I was 20 years old and had never lifted weights in my life. Just laboring. Cut as all hell, but only really jacked on my back and forearms. You couldn't miss the forearms, but if you were to look at me at the time you wouldn't think I could pick up that weight. I am barely over midget height being 6'-2" though.
 
Yes! I did this job for two years we built the floor for them to pour on. We did some massive apartment buildings. We had to be there for the pour to scrape up any concrete that fell through the cracks onto the floor below and make sure everything stayed in place. We would oil the plywood with form oil or diesel so that it wouldn't stick to the concrete. After the concrete settled we would strip all the bars and plywood and then crane it all up to the next floor and start all over again if all the floors where the same we just had to cut our boards one time on the first floor. So each floor you're basically just putting together the same puzzle. lol I think the highest we did was probably like 15 stories it was so long ago i cant remember exactly but that seems about right. It was a pretty tough job for a young Green 18yr old me working with my crazy ass twice my age alcoholic cousins. Those guys were fucking nuts. lol


Good video, interesting stuff to watch.
I actually always kinda wondered how concrete floor slab was made. so it's like approx 4inches (??) of concrete with a mesh of rebar or similar mesh steel unrolled onto the plywood for strength etc and once that's all dried, you just remove most of the steel/aluminum struts underneath and just leave the main steel "triangular section" truss (leaving maybe 12inch gap underneath the concrete floor?) so that there's space for wiring and a/c ducts and then after new steel/aluminum struts and sheetrock / dura-rock is attached to that for the ceiling below.

more or less right?

I'd still think the concrete slab would sag down despite the steel reinforcing mesh but obviously it works and i guess it depends on how fine or coarse the mesh is.

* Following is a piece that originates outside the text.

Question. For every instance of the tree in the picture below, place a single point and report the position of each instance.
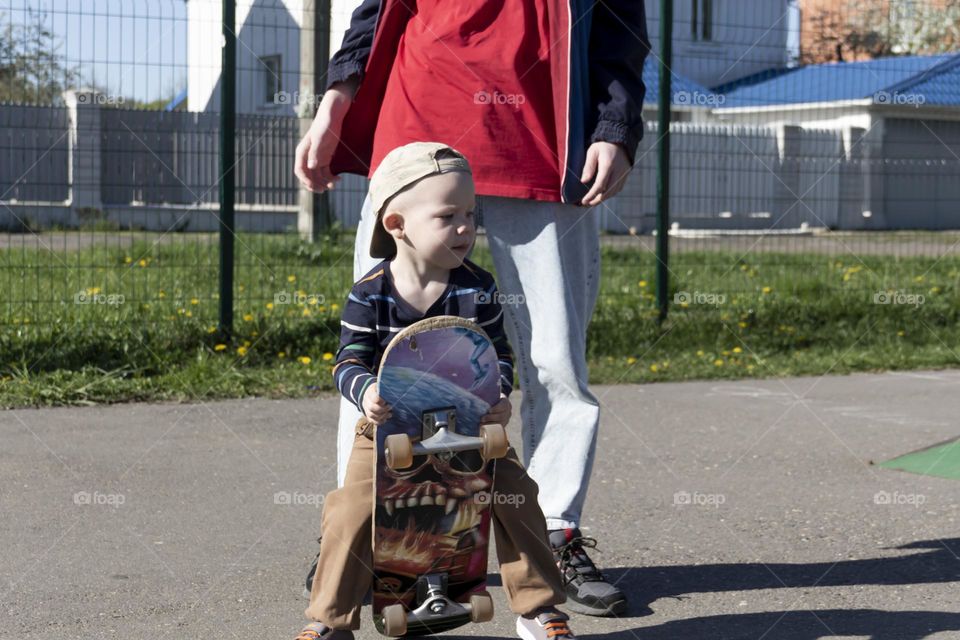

How long did you guys leave the concrete to dry/harden before you removed the support struts and the plywood sheets?
 
Those 60lb bags were heavy as fuck. They felt like they weighed twice as much

For some reason sacks of concrete and cement feel heavier than other objects.

It's the limp, dead weight factor. It's unbalanced, more difficult to grip, the weight tries to move away from where you're holding it as you lift.
 
Usually, the trucks around here carry 10-12 cubic yards. Front discharge
Christ.
1 cubic meter of standard concrete weighs 2,400kgs (2.4metric tons).
a cubic yard is SLIGHTLY smaller than a cubic meter (a yard is 91% of a meter) but barely any less.

So 10cubic meters of concrete = 24tons / 24,000kgs and 12 cubic meters = 28,800kgs.
That's a hell of a lot of cargo for any vehicle to carry at one time.